ALVAS JOURNAL

立志の作法 成功失敗をいとわず(渋沢栄一著 2010年 国書刊行会)

こんにちは。石井です。

全4回に渡り、渋沢栄一の書籍をご紹介しています。

第一回:国富論 実業と公益

第二回:徳育と実業 錬金に流されず

第三回:立志の作法 成功失敗をいとわず→今回のコラムはこちら!

第四回:先見と行動 時代の風を読む

今回は、第三回として「立志の作法」をお伝えします。

近代日本を創った渋沢栄一は、どのように志を立て仕事にまい進したのでしょうか。また、成功と失敗をいとわない渋沢栄一の心意気とはどのようなものなのでしょうか。

マネジメントの父と呼ばれているピーター・F・ドラッカーは、渋沢栄一のことを尊敬していたことは有名ですが、渋沢栄一に対してはこのような言葉を残しています。

私は、経営の『社会的責任』について論じた歴史的人物の中で、かの偉大な人物の一人である渋沢栄一の右に出るものを知らない。

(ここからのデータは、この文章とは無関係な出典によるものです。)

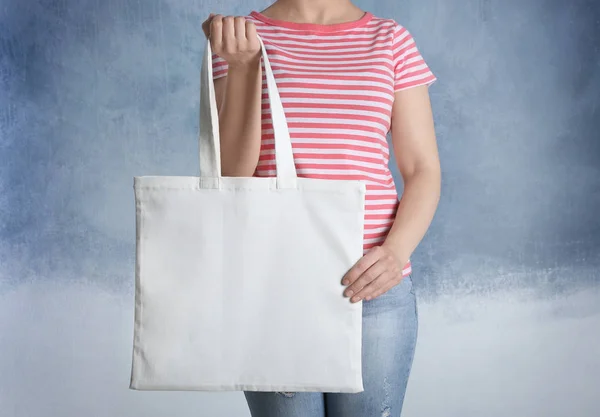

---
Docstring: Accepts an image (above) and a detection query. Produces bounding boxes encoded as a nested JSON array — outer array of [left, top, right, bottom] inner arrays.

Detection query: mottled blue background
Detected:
[[0, 0, 600, 417]]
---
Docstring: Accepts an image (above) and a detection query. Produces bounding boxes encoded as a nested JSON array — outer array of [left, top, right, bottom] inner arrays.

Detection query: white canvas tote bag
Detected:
[[130, 35, 365, 392]]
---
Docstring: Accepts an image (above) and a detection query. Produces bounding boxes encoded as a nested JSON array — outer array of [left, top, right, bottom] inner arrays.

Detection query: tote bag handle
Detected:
[[199, 36, 297, 188]]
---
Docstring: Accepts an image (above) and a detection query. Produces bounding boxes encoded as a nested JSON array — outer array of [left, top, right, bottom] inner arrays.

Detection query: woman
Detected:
[[203, 0, 440, 417]]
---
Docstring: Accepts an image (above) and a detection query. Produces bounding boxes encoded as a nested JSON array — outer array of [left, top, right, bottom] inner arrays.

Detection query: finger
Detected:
[[356, 273, 401, 301], [246, 20, 258, 40], [342, 246, 381, 285], [233, 16, 246, 41], [202, 13, 215, 39], [223, 16, 237, 52], [210, 14, 223, 49], [344, 262, 387, 297]]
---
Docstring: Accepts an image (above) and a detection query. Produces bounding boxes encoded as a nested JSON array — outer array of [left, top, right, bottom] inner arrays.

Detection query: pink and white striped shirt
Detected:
[[213, 11, 436, 276]]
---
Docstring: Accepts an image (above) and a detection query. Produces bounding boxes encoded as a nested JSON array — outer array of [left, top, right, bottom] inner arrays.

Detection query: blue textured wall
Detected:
[[0, 0, 600, 417]]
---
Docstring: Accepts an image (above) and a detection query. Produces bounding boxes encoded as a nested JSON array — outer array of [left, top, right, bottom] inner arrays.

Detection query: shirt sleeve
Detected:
[[213, 54, 228, 80], [393, 23, 437, 92]]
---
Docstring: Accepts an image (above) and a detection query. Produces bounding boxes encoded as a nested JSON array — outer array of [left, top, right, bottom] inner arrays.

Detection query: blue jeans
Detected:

彼は世界のだれよりも早く、経営の本質は“責任”にほかならないということを見抜いていた。

さて、私たちは渋沢栄一から何を学ぶことができるのでしょうか。

 

目次

    1. 渋沢栄一という人物

    日本資本主義の父と言われている渋沢栄一は、1840年に現在の埼玉県で生を受けます。裕福な農家の家系であり、渋沢栄一も若かりし頃は、農業に勤しむことになります。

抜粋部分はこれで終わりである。